Giordano Consolini, responsabile del settore giovanile della Virtus Bologna, uno dei più titolati vivai del basket italiano, osserva: "Ci sono famiglie che combinano disastri. Un esempio: siamo andati a giocare le finali nazionali under 17 con due ragazzi, amici d'infanzia, che non si parlavano più e non si passavano neanche più la palla per questioni di invidie tra famiglie. Roba di convocazioni in Nazionale e premi che uno aveva ricevuto e l'altro no. I due ragazzi li ho messi in camera assieme, ci ho parlato, ho ottenuto che almeno si rispettassero in campo e abbiamo vinto quello scudetto. Ma con le famiglie i risultati sono stati scarsi, non hanno cambiato atteggiamento. Figurarsi quando subentrano anche i procuratori. Purtroppo molti genitori provocano la cosiddetta "sindrome da campione": il ragazzo viene sopravvalutato, si sente già arrivato e si blocca il processo di crescita. Considera che sia tutto scontato e dovuto, pensa solo che gli basti far passare il tempo e andrà nella Nba. È come se entrasse in una realtà virtuale e non considera più l'opzione dell'insuccesso: se arriva una sconfitta la vive come un fattore imprevedibile, non trova una via d'uscita, resta disarmato perché è stato programmato solo per vincere. Ed è difficile a quel punto farsi ascoltare. Perché è più comodo dar retta a chi ti regala un alibi dando la colpa a un altro: all'ambiente, al tecnico, ai compagni, agli arbitri. Il talento non basta per diventare giocatori".

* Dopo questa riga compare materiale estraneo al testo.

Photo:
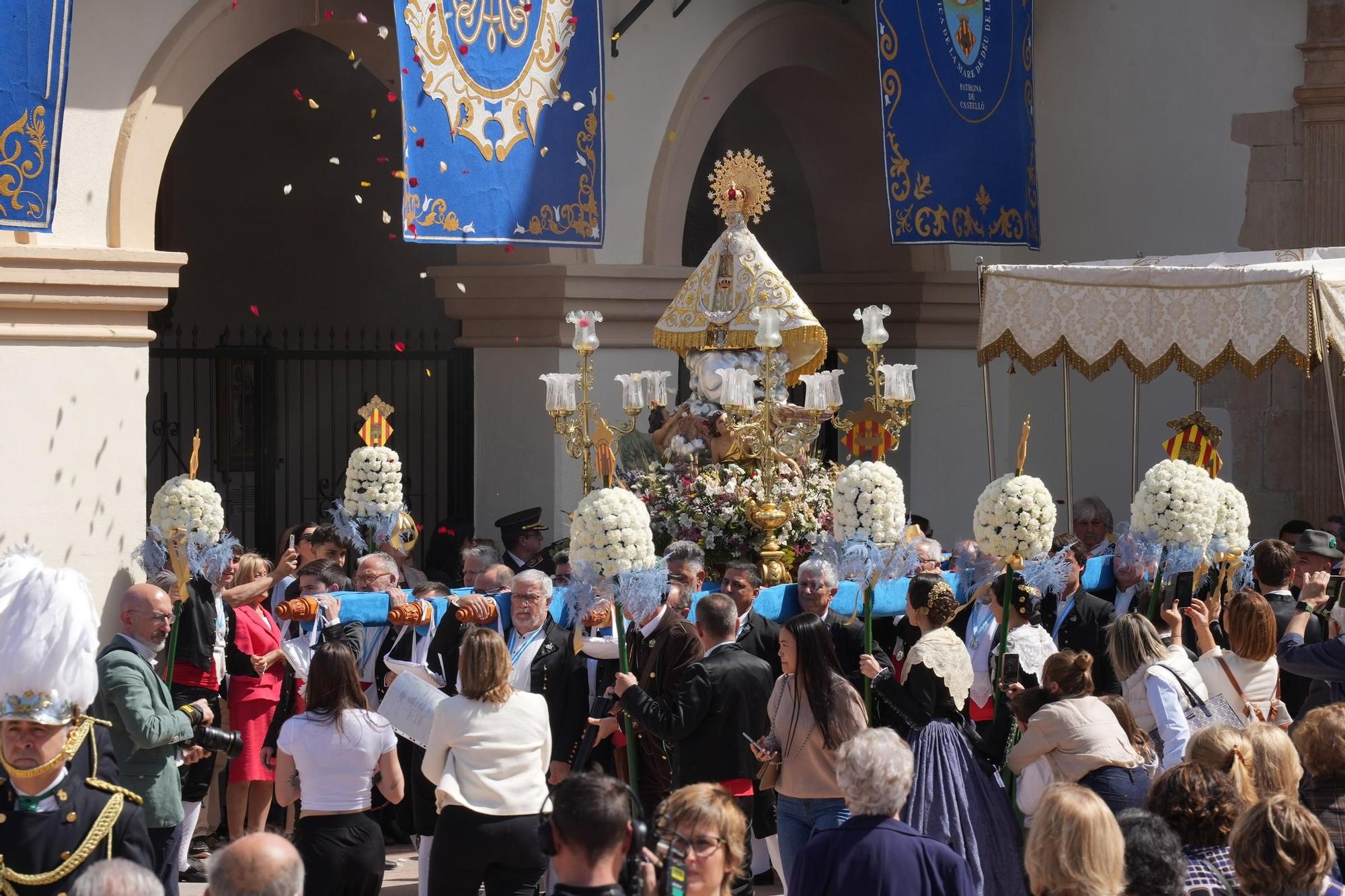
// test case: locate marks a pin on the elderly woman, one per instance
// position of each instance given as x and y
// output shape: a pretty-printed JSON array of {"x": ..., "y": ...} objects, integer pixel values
[
  {"x": 875, "y": 850},
  {"x": 1202, "y": 806},
  {"x": 1281, "y": 849},
  {"x": 1157, "y": 681},
  {"x": 1093, "y": 526}
]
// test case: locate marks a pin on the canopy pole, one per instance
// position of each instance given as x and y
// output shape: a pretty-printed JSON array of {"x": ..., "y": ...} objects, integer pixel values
[
  {"x": 985, "y": 376},
  {"x": 1135, "y": 435},
  {"x": 1070, "y": 451}
]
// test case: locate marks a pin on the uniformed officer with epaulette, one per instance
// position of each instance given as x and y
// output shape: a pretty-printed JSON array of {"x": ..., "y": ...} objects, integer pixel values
[
  {"x": 523, "y": 537},
  {"x": 57, "y": 814}
]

La mala educación tocca l'apoteosi intorno al campo da calcio, dove rispetto ad altri sport il miraggio di ricchezza è più abbacinante. "Quando i genitori vedono il bambino solo come una possibile fonte di guadagno, è finita - dice Devis Mangia, ex ct dell'Under 21 - . Tutti pensano di avere il campione in casa. Quando un ragazzino si comporta male costa meno fatica etichettarlo come piantagrane e abbandonarlo al suo destino, mentre parlandoci si scoprono spesso situazioni famigliari alle spalle che spiegano gli atteggiamenti deviati. Ma, al contrario di quanto si possa credere, non è detto che subisca maggiori pressioni chi viene da contesti culturali e sociali inferiori, dove un contratto da professionista potrebbe rappresentare una svolta per tutta la famiglia". Lo conferma anche Roberto Meneschincheri, responsabile dell'attività agonistica under 16 dello storico Tennis Club Parioli di Roma, il circolo che ha sfornato Pietrangeli, Panatta e Barazzutti: ultimo titolo vinto, il campionato italiano under 12 femminile. "È questione di istinto e carattere, non di denaro o laurea: i genitori troppo pressanti che chiedono ai figli solo il risultato sono molto diffusi. Col dialogo di solito si riesce a ottenere collaborazione, a far capire che non va data troppa importanza alla partita e a evitare così interferenze o intemperanze durante il gioco".

Molte società fissano un decalogo dell'ovvio. Sdrammatizzate, incoraggiate, esaltate i risultati positivi e alleggerite le sconfitte, non entrate in campo e negli spogliatoi, lasciate che la borsa se la portino da soli, non discutete con l'allenatore di schemi e ruoli, rispettate gli arbitri, non parlate male al ragazzo del suo allenatore e dei suoi compagni. Eccetera. Ma il pedagogo Isidori non assolve nemmeno le società: "Dicono pensate a divertirvi ma il messaggio che di fatto viene trasmesso implicitamente dal sistema è un altro: conta solo vincere. Accade perché è completamente sbagliato il modello del Coni: le federazioni per avere soldi devono portare risultati. In Italia manca educazione sportiva perché non esiste lo sport per tutti: gratuito".